Der 25-Jährige arbeitet in einem ehemaligen Kloster aus dem Mittelalter, toskanagelb und mit wildem Wein bewachsen, liegt es idyllisch in den saftig-grünen Bergen Württembergs. Seinen Tag beginnt Sven R. in einem kühlen Raum, wo er Weinflaschen etikettiert. Dann geht er hinaus zu den Rebstöcken, die in langen Reihen die Hügel überziehen. Mit einer roten Gartenschere schneidet er die „Geiztriebe“ ab, die den noch grünen Trauben das Licht nehmen.

Doch Sven R. ist kein ganz gewöhnlicher Winzer – er ist ein Betrüger, verurteilt zu einer Freiheitsstrafe von drei Jahren. Auf dem Weingut der Staatsdomäne Hohrainhof, einer Außenstelle der Heilbronner Haftanstalt, arbeitet er gemeinsam mit 29 anderen Gefangenen. Und das mit Erfolg: Im vergangenen Jahr erwirtschafteten sie einen Gewinn von 15 000 Euro. „Früher haben wir zwar auch schon Wein verkauft“, sagt Anstaltsleiter Ulrich Schlicher, „aber nicht so professionell wie heute.“

Langsam, aber sicher dringt der Kapitalismus auch in eine der letzten Bastionen bundesrepublikanischer Staatswirtschaft ein. In Zeiten knapper Kassen haben die Länder eine neue Einnahmequelle entdeckt: ihre Strafvollzugsanstalten. Immer mehr Justizministerien bauen die Knäste zu Profitcentern aus und bieten ihre Häftlinge als Billigjobber an: Verbrecher sollen sich lohnen, lautet die Devise.

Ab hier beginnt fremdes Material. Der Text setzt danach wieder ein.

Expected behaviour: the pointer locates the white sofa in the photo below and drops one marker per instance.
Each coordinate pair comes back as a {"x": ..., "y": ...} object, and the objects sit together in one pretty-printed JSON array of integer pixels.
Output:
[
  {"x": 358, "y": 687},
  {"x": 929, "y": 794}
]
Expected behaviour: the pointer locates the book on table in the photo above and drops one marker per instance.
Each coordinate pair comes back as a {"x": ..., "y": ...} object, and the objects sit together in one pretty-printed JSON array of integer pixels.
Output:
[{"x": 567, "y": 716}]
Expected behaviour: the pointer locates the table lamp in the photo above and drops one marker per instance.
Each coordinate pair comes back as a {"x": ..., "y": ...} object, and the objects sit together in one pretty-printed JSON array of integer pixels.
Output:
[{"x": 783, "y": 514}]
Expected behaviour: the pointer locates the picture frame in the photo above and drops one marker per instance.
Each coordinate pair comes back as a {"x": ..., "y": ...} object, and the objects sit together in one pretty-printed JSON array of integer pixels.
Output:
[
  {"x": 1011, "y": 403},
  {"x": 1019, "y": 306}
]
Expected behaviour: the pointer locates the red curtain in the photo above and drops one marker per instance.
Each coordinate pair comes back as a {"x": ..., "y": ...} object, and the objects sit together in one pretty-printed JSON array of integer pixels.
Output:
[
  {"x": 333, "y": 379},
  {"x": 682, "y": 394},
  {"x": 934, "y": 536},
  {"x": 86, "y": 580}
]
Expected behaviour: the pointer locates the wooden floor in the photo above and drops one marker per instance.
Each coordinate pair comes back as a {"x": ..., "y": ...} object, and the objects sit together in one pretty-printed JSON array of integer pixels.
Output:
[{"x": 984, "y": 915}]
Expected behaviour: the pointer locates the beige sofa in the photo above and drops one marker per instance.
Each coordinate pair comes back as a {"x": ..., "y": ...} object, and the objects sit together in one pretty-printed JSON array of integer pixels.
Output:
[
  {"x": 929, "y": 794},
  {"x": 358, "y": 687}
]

Offensiv präsentieren sich die Haftanstalten gegenüber Industrie und Handwerk als günstige, nahe gelegene und hochsichere Alternative zu Produktionsstätten in Tschechien, Rumänien oder Fernost: Die Gefangenen verdienen wenig, sind zur Arbeit verpflichtet, und den meisten ist das sogar recht – so vergeht die Zeit schneller.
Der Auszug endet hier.